711.60i4/5

The Minister in Estonia (Coleman) to the Secretary of State

No. 6440

Sir: Referring to the Department’s Instruction No. 583 of December 1, 1928, calling the Legation’s attention to the Joint Resolution of Congress, approved by the President on May 28, 1928, and instructing the Legation to bring this Resolution to the attention of the Estonian Government with a view to the conclusion of an appropriate convention between the United States and Estonia, I have the honor to transmit herewith copies of a note, dated September 23, 1929, from the Estonian Foreign Office, setting forth the views of the Estonian Government concerning this subject.

I have [etc.]

F. W. B. Coleman
[Page 450]
[Enclosure]

The Estonian Assistant Minister for Foreign Affairs (Schmidt) to the American Minister (Coleman)

Excellency: With a Note dated January 9 [7], 1929, Your Excellency kindly transmitted through the Minister for Foreign Affairs for the consideration of the Estonian Government a draft Treaty of Naturalization between Estonia and the United States. In the same Note, in compliance with instructions from Your Excellency’s Government, the desire was expressed that, pending the conclusion of the treaty, the Estonian Government would permit temporarily persons born in Estonia and naturalized in the United States, as well as persons born in the United States of Estonian parents, to visit Estonia without being required to perform military service or other acts of allegiance. In reply now I have the honour to bring the following to Your Excellency’s notice.

The principles set forth in the draft treaty of naturalization are on some points in disagreement with the stipulations of the existing Estonian Law on Nationality. The second paragraph of Art. 1 of the draft treaty, for instance, provides that “nationals of Estonia who have been or shall be naturalized in territory of the United States shall be held by Estonia to have lost their nationality”. According to Par. 20 of the Estonian Law on Nationality the loss of Estonian nationality is conditional on obtaining authorization from the Estonian Minister of the Interior. The application itself for authorization to renounce shall be accompanied by a certificate concerning foreign naturalization. Consequently Estonian nationals who have been naturalized in the United States and have not applied for and obtained authorization to renounce their original nationality are considered under Estonian law to be Estonian nationals, while according to the provisions of the draft treaty the fact itself of their naturalization in the United States would entail the loss of their original nationality.
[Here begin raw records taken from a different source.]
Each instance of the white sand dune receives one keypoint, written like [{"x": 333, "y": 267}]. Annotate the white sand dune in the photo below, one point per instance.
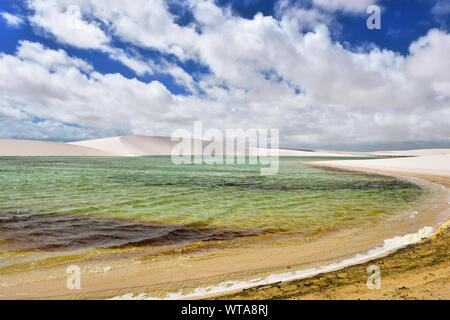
[
  {"x": 438, "y": 165},
  {"x": 30, "y": 148},
  {"x": 132, "y": 146},
  {"x": 412, "y": 153},
  {"x": 136, "y": 146}
]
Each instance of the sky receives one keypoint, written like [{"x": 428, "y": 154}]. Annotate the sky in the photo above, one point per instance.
[{"x": 83, "y": 69}]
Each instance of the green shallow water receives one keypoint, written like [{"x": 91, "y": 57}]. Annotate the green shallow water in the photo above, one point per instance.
[{"x": 152, "y": 189}]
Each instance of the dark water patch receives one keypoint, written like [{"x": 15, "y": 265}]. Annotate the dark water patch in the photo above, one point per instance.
[{"x": 58, "y": 231}]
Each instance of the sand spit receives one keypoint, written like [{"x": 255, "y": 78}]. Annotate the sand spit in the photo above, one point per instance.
[
  {"x": 437, "y": 165},
  {"x": 29, "y": 148}
]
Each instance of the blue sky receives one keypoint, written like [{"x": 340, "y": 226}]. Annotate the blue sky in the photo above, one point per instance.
[{"x": 88, "y": 69}]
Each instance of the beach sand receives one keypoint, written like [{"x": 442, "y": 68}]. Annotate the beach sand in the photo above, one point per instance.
[{"x": 417, "y": 271}]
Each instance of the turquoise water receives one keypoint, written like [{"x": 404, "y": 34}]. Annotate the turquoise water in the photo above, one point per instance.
[{"x": 152, "y": 194}]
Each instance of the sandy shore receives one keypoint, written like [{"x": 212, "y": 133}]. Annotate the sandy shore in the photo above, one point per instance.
[{"x": 417, "y": 271}]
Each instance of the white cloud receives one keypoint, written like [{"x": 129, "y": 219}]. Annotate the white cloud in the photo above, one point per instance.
[
  {"x": 66, "y": 23},
  {"x": 286, "y": 73},
  {"x": 344, "y": 5},
  {"x": 50, "y": 59},
  {"x": 12, "y": 20},
  {"x": 442, "y": 7}
]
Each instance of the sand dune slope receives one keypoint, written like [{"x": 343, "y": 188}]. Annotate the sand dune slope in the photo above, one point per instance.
[
  {"x": 29, "y": 148},
  {"x": 433, "y": 165},
  {"x": 132, "y": 146},
  {"x": 412, "y": 153}
]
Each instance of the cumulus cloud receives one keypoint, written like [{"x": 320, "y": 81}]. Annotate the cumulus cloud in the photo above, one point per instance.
[
  {"x": 12, "y": 20},
  {"x": 284, "y": 73},
  {"x": 344, "y": 5},
  {"x": 67, "y": 24}
]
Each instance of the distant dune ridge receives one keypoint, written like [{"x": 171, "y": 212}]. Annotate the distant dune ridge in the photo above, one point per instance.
[
  {"x": 437, "y": 165},
  {"x": 29, "y": 148},
  {"x": 135, "y": 146}
]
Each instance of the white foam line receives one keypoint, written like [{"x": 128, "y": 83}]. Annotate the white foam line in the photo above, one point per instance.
[{"x": 389, "y": 245}]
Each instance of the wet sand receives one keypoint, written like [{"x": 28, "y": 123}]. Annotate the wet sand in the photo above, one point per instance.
[
  {"x": 418, "y": 271},
  {"x": 156, "y": 272}
]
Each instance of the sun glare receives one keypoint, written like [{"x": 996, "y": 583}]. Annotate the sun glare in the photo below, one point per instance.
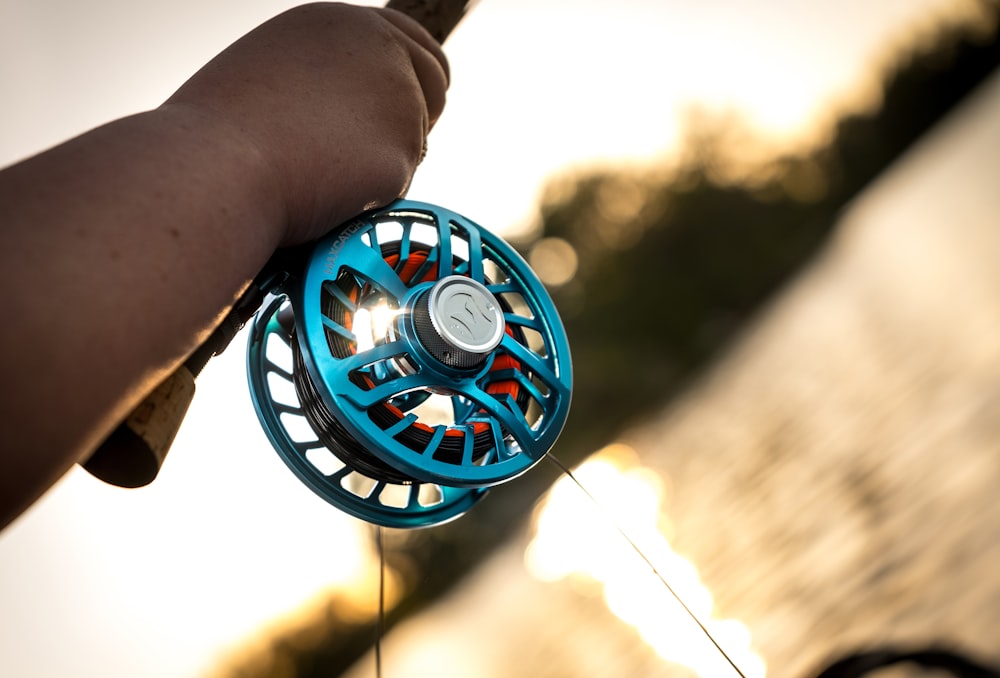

Further, Art. IV of the draft treaty provides that “a person born in the territory of one party of parents who are nationals of the other party, and having the nationality of both parties under their laws, shall not, if he has his habitual residence, that is, the place of his general abode, in the territory of the state of his birth, be held liable for military service or any other act of allegiance during a temporary stay in the territory of the other party”. According to Par. 2, p. 3, of the Estonian Law on Nationality, children born without the territory of Estonia of a father who is Estonian national are held to be Estonian nationals. At the same time Par. 6 of the same law expressly precludes the possibility of dual nationality by refusing to admit that a person who, under the existing law, is considered an Estonian national, can [Page 451] simultaneously have the nationality of another Power. The Estonian Law on Military Service, Par. 1, however, stipulates that all male nationals of Estonia are held liable for military service. They have, nevertheless, the possibility, under the provisions of Par. 7 of the same law, to renounce, with the consent of the Estonian Minister of War, their Estonian nationality before they have done their military service.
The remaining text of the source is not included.